Dibalik Mewahnya Kehidupan Anggota
Dewan.
”Makanlah dari buahnya (yang
bermacam-macam itu) bila dia berbuah, dan tunaikanlah haknya di hari memetik
hasilnya (dengan disedekahkan kepada fakir miskin); dan janganlah kamu
berlebih-lebihan. Sesungguhnya Allah tidak menyukai orang
yang berlebih-lebihan.”
[Al An’aam:141].
Surah diatas menekankan betapa Allah tidak menyukai orang
yang berlebih-lebihan. Namun,bertolak dari itu saat ini
yang terjadi adalah Perilaku anggota Dewan Perwakilan Rakyat (DPR) dengan
perilaku gaya hidup mewah yang dipertontonkannya kian marak.

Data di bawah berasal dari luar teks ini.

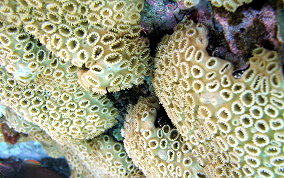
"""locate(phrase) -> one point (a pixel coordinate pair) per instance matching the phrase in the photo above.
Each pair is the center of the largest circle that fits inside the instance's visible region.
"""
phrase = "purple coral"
(256, 28)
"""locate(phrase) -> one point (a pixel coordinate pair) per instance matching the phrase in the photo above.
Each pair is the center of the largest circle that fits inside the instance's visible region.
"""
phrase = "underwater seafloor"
(233, 34)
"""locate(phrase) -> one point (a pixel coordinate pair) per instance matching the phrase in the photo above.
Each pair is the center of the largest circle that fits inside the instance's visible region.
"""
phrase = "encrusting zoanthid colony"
(234, 126)
(158, 152)
(101, 37)
(58, 58)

Timbullah
pertanyaan apakah perilaku mewah anggota dewan tersebut dapat tergolong
berlebih-lebihan?. Sepertinya apa yang dilakukan anggota dewan dengan kemewahan
dan gaya hedonis ini memang bisa di nilai berlebihan.

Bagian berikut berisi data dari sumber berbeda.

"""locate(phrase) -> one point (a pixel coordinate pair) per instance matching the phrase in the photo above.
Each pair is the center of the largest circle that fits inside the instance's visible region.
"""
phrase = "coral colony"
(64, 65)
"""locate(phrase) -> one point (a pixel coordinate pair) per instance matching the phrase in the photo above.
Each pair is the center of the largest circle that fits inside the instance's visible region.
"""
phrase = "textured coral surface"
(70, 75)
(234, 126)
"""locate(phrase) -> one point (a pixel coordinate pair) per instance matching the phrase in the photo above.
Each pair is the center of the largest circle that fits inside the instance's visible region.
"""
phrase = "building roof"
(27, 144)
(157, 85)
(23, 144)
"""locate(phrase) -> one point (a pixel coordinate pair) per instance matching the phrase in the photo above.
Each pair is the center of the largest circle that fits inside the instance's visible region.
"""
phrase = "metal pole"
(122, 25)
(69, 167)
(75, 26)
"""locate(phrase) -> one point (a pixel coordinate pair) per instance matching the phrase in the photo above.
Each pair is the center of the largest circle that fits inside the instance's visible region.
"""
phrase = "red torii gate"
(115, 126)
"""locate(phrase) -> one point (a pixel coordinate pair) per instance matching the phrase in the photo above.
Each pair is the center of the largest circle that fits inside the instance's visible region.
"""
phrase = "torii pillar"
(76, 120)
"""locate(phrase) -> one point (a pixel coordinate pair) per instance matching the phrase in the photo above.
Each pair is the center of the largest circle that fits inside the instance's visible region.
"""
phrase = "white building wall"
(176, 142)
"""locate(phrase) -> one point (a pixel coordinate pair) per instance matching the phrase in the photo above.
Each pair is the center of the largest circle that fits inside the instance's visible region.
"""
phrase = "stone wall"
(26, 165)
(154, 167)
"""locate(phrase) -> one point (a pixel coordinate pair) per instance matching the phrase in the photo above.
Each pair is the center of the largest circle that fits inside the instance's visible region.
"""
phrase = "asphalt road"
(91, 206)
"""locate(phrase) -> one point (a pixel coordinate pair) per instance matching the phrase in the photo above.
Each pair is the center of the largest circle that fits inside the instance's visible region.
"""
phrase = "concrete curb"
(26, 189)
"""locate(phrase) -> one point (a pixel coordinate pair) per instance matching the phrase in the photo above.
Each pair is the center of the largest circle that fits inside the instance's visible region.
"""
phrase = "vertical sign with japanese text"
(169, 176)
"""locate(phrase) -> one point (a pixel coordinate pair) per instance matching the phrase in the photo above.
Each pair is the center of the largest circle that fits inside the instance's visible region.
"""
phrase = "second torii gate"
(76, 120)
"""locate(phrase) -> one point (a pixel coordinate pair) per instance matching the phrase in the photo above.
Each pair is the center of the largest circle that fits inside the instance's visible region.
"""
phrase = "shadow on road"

Bagaimana tidak,di balik kemewahan yang
dilakukan oleh anggota dewan terselip rintihan dari rakyat,ketika para anggota
dewan berlomba-lomba dengan kemewahannya,rakyat harus meronta dengan
kekurangan. Mudahnya uang yang dikeluarkan untuk berlomba membeli mobil dan
barang-barang mewah tersebut sangat bertolak jauh dari kehidupan rakyat dalam
merasakan susahnya mencari uang. Jangankan untuk membeli mobil mewah,untuk
makanpun susah payah rakyat berusaha. Apa yang dipertontonkan anggota dewan ini
menunjukkan betapa rendahnya moralitas para anggota dewan saat ini,mereka yang
seharusnya menjadi panutan dan mengayomi rakyat seolah tak sedikitpun bergeming
dengan apa yang di rasakan rakyatnya.
Surat dibawah ini menjelaskan betapapun
banyak harta yang disombongkan itu tidak akan bermanfaat baginya:
”Dan orang-orang yang di atas A’raaf
memanggil beberapa orang (pemuka-pemuka orang kafir) yang mereka mengenalnya
dengan tanda-tandanya dengan mengatakan: “Harta
yang kamu kumpulkan dan apa yang selalu kamu sombongkan itu, tidaklah memberi
manfaat kepadamu.” [Al A’raaf:48]
Miris melihat kenyataan
reaksi para anggota dewan menanggapi kritik rakyat hanya dengan memberi jawaban
mereka: selagi
harta untuk melakukan kemewahan itu didapat secara halal, tentu tidak masalah.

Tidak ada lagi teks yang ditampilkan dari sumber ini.